Actually, in many cases, right, but that’s not why we’re here. I’m a cider fan and will usually try a local if we’re out and about in any cider-producing region. Northwest France does it pretty damn well, but no matter where it comes from, any and all cider or perry I try now is compared with Gwatkins and I genuinely doubt that any will come even close.

We found this on tap at Ludlow Food Festival a few years ago. I’m fairly sure it was Mr. Gwatkin himself on the stand, it was a hot day, and a light perry (pear cider for the uninitiated) seemed like just the ticket. A couple of mouthfuls later we circled back round and told him this was the best we’d ever had by a long way. It still is.

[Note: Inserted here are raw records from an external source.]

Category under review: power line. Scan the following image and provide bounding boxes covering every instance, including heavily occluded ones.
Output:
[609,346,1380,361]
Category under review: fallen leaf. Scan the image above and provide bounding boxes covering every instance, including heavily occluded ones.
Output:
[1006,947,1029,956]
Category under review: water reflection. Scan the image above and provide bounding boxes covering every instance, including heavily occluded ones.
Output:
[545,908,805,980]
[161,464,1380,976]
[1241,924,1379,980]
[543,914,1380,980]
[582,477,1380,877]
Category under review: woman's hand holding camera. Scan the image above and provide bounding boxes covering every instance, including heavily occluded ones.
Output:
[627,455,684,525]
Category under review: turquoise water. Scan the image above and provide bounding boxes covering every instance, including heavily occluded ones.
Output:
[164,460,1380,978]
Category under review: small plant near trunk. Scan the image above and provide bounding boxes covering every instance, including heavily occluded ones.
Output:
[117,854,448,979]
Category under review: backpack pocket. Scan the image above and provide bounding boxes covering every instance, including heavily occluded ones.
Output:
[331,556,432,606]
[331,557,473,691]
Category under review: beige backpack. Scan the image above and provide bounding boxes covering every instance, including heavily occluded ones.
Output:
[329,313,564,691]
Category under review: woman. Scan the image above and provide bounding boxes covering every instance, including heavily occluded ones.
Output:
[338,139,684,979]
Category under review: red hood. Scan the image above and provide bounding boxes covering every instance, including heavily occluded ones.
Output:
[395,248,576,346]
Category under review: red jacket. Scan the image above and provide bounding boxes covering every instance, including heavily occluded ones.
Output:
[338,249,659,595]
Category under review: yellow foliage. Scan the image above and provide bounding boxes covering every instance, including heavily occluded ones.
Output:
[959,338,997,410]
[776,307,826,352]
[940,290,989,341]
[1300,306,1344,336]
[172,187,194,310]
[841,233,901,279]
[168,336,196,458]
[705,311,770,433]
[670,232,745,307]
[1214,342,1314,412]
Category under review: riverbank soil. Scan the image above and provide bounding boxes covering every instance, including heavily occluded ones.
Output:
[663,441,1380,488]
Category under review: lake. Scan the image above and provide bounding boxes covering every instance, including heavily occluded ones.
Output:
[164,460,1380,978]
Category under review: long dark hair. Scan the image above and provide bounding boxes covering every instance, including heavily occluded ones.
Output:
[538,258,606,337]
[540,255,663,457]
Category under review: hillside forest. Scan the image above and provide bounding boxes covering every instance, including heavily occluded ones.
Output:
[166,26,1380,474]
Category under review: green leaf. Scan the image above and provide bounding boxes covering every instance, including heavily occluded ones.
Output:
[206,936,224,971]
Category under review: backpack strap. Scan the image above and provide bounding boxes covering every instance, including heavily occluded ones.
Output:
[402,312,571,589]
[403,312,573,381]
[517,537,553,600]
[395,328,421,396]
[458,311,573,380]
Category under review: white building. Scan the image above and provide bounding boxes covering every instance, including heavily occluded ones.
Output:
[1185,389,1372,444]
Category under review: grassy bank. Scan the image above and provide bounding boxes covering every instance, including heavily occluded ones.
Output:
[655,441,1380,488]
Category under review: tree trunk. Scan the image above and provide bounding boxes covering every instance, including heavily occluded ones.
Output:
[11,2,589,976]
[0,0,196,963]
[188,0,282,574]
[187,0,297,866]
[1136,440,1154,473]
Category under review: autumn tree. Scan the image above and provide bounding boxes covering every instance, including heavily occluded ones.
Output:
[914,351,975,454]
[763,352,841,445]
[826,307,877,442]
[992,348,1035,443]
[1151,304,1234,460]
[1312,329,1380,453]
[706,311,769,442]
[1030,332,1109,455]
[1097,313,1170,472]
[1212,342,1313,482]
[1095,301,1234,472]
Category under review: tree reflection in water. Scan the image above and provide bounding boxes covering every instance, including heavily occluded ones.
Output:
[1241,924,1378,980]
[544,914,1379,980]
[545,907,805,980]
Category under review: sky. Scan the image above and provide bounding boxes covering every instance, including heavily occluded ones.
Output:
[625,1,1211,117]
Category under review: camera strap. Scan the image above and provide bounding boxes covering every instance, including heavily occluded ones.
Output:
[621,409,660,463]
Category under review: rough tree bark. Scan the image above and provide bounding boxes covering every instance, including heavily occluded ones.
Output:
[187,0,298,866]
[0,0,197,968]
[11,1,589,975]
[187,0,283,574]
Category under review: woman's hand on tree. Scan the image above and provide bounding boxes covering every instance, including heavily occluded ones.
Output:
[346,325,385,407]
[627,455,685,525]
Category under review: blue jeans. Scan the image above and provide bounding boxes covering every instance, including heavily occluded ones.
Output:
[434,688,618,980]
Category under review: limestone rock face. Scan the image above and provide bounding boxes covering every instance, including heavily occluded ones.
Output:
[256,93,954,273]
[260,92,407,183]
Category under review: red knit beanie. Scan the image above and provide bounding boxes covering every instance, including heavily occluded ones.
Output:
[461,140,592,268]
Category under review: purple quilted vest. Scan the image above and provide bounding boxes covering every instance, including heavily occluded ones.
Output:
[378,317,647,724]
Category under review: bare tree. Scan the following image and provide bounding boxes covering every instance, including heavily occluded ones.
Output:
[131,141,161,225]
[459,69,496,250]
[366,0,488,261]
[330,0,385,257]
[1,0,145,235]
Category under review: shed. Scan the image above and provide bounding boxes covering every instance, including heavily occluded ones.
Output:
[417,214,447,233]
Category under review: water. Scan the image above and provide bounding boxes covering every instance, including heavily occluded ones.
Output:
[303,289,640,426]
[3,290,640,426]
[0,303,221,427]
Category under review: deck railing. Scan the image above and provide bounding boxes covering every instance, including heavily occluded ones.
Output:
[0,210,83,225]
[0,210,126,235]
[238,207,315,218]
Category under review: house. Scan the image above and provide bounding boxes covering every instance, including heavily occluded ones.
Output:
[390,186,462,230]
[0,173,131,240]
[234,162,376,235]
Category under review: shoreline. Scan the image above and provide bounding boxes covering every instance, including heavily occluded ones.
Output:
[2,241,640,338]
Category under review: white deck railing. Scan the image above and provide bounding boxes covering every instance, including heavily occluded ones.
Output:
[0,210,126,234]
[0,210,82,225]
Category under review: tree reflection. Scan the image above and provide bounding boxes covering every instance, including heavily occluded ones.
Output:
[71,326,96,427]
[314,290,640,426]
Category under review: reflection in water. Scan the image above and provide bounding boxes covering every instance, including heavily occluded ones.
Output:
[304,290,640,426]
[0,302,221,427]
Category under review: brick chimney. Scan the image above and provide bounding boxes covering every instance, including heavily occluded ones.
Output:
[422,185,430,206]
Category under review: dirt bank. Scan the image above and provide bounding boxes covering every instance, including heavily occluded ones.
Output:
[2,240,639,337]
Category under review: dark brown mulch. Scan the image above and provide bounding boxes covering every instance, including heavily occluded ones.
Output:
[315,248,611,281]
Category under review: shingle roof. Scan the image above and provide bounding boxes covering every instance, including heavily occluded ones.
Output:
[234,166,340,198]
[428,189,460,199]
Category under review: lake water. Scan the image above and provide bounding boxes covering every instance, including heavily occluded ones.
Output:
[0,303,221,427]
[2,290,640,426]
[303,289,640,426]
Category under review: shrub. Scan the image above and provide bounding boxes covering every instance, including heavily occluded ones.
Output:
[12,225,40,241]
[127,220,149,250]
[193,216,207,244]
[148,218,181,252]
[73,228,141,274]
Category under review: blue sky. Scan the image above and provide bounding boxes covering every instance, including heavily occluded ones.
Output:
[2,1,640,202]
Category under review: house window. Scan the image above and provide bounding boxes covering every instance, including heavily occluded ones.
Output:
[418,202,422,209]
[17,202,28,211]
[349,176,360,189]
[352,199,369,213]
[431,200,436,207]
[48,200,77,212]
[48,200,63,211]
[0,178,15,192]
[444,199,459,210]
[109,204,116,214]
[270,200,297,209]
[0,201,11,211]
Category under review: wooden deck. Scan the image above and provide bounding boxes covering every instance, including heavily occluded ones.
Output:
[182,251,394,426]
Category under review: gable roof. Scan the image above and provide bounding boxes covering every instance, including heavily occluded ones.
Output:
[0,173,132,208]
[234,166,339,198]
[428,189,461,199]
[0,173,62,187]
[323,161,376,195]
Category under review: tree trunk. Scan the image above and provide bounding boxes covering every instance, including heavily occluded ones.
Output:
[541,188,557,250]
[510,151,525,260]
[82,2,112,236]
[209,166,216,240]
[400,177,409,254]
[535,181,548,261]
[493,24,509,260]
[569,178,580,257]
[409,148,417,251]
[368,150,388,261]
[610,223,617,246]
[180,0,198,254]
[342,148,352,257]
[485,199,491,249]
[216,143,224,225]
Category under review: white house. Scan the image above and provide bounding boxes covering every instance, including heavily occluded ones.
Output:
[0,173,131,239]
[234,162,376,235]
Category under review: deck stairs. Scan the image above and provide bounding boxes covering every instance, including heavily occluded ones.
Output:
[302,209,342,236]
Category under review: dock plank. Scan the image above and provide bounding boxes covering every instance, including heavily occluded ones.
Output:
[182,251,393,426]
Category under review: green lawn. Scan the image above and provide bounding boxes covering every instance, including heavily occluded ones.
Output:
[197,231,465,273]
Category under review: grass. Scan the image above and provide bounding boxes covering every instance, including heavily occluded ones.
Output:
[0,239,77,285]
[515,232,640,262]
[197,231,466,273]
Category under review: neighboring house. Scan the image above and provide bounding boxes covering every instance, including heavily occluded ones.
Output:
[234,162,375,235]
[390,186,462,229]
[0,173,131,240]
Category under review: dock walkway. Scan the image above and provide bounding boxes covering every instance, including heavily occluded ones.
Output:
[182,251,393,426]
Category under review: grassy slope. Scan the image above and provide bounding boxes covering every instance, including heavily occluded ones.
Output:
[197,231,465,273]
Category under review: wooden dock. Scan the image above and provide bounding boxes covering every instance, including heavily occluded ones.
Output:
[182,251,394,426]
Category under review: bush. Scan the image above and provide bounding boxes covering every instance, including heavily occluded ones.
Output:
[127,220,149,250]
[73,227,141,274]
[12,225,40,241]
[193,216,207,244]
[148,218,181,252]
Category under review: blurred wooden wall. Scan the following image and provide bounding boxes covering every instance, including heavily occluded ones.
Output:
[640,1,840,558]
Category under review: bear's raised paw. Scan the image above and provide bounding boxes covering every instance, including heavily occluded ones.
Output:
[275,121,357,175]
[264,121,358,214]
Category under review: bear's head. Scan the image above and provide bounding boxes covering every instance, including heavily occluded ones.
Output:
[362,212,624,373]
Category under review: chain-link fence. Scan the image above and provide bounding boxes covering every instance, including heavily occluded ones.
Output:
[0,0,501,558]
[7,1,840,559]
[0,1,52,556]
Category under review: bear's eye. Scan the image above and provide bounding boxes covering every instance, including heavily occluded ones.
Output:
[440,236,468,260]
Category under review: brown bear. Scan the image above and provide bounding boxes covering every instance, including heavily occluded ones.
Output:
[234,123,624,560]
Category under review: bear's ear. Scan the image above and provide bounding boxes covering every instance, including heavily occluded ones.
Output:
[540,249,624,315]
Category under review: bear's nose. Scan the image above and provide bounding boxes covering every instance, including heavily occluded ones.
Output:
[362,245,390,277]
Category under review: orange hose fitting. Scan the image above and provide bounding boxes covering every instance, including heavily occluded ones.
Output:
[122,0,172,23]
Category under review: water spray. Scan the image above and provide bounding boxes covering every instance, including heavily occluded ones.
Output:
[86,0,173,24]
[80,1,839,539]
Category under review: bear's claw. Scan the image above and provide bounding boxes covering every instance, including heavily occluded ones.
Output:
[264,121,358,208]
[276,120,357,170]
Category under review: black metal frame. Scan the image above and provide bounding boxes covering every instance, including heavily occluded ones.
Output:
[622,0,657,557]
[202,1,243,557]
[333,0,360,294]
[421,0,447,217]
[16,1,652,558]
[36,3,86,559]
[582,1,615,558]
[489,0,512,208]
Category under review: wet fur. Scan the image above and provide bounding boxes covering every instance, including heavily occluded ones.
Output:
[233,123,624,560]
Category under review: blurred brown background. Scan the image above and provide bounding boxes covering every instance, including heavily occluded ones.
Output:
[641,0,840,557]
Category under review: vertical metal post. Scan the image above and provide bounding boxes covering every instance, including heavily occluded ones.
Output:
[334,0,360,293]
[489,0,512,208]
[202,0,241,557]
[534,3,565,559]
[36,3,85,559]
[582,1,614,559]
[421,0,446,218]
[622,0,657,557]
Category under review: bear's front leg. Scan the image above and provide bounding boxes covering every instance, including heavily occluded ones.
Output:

Perrys are harder to make than ciders because the fruit has to be perfectly ripe and perfectly treated – any damaged or bruised fruit affect it much more than they would an apple cider. It needs to be made with perry-specific pear varieties which aren’t common any more. This perry wasn’t overly sweet and had a sublime combination of fruit and floral flavours and then, after that had begun to fade, a wonderful tangy aftertaste that lasted longer than such delicate flavours should do. We had a few pints of that, that day.

Ciders now tend to be incredibly sweet and, lordy me, made even sweeter by adding strawberry or rhubarb flavourings and shipping them from New Zealand. Not Gwatkins. They’re made in the traditional way using traditional, old, cider-specific apple and pear varieties and they have bite. A barman at a fantastic beer festival, Eddyfest (which will be listed here soon!), was muttering about having sold out of all of the ultra-sweet imported ciders and being completely bemused as to how people could drink them. We’d both just poured away a pint of two different ciders that were genuinely so sweet they were causing pain, and had circled back to the bar for pints of Gwatkins. I offered him a sip – I think it was the Yarlington Mill – and he did a bit of a double-take, took another sip, and said “by God you’re going to know you’ve had a pint of cider after one of those”.

Gwatkins. The way cider should be. And they do mail order.